The Playboy of the Western World is a 1962 film version of the 1907 play written by John Millington Synge. It was directed and co-written by Brian Desmond Hurst and stars Gary Raymond and Siobhán McKenna. Filmed in County Kerry, the film features many of the Abbey Players. The film was produced by the Four Provinces company created in 1952 by Hurst and Michael Morris, 3rd Baron Killanin who had previously produced John Ford’s The Rising of the Moon and Gideon's Day.

==Plot==
A young man from a far away village appears in County Mayo announcing to all and sundry that he has murdered his father with a blow to the head. With the tale growing in the telling, the young man becomes a local hero, until his angry father comes to fetch him home.

==Cast==
- Siobhán McKenna as Pegeen Mike
- Gary Raymond as Christy Mahon
- Elspeth March as The Widow Quinn
- Liam Redmond as Michael James
- Niall MacGinnis as Old Man Mahon

==Production==
The film was shot at Inch Strand on the Dingle Peninsula, County Kerry.
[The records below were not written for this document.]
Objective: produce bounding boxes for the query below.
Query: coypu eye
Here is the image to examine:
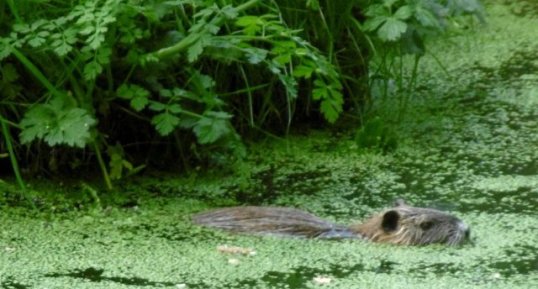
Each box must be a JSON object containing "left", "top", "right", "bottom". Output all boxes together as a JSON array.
[
  {"left": 381, "top": 211, "right": 400, "bottom": 232},
  {"left": 420, "top": 221, "right": 433, "bottom": 231}
]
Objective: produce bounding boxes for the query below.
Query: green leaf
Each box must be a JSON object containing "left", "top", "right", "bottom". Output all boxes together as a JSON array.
[
  {"left": 363, "top": 16, "right": 388, "bottom": 31},
  {"left": 84, "top": 60, "right": 103, "bottom": 80},
  {"left": 245, "top": 47, "right": 268, "bottom": 64},
  {"left": 221, "top": 5, "right": 238, "bottom": 19},
  {"left": 320, "top": 98, "right": 343, "bottom": 123},
  {"left": 415, "top": 7, "right": 439, "bottom": 27},
  {"left": 116, "top": 84, "right": 150, "bottom": 111},
  {"left": 149, "top": 101, "right": 166, "bottom": 111},
  {"left": 187, "top": 35, "right": 209, "bottom": 63},
  {"left": 0, "top": 63, "right": 19, "bottom": 82},
  {"left": 20, "top": 97, "right": 96, "bottom": 148},
  {"left": 151, "top": 111, "right": 180, "bottom": 136},
  {"left": 393, "top": 5, "right": 413, "bottom": 20},
  {"left": 293, "top": 65, "right": 316, "bottom": 79},
  {"left": 377, "top": 18, "right": 407, "bottom": 41},
  {"left": 28, "top": 36, "right": 46, "bottom": 48}
]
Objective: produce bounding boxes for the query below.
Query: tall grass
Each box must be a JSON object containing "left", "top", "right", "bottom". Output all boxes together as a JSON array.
[{"left": 0, "top": 0, "right": 482, "bottom": 187}]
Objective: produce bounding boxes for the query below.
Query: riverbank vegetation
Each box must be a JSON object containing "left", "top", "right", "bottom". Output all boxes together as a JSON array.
[{"left": 0, "top": 0, "right": 482, "bottom": 188}]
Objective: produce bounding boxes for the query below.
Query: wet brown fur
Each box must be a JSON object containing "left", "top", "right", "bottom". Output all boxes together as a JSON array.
[{"left": 193, "top": 201, "right": 469, "bottom": 245}]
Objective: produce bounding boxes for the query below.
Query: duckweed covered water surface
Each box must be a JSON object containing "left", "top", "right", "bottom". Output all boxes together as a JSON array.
[{"left": 0, "top": 1, "right": 538, "bottom": 289}]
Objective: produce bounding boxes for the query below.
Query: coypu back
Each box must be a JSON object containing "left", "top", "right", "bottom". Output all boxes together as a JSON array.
[
  {"left": 350, "top": 201, "right": 470, "bottom": 245},
  {"left": 193, "top": 201, "right": 470, "bottom": 245},
  {"left": 193, "top": 206, "right": 358, "bottom": 238}
]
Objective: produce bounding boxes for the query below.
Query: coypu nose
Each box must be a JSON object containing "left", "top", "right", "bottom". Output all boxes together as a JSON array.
[{"left": 458, "top": 222, "right": 471, "bottom": 239}]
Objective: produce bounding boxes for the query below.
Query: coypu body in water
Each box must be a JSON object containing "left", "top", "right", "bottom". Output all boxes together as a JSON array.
[{"left": 193, "top": 201, "right": 470, "bottom": 245}]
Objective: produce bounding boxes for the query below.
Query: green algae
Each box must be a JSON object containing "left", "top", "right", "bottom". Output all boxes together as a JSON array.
[{"left": 0, "top": 1, "right": 538, "bottom": 289}]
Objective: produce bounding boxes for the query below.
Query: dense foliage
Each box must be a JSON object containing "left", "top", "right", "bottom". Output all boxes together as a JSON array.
[{"left": 0, "top": 0, "right": 481, "bottom": 186}]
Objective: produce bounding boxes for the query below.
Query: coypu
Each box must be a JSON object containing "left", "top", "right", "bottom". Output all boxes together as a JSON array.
[{"left": 193, "top": 200, "right": 470, "bottom": 245}]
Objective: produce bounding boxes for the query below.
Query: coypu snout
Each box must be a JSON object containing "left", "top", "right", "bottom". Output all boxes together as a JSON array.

William Constable, the art director built a cottage close to the beach.

== Home media ==
After years of unavailability, the film was remastered from the original film elements and released on both DVD and Blu-Ray by Network Distributing in May 2021. The release includes an image gallery, a trailer, and an interview with Gary Raymond recorded in March 2021.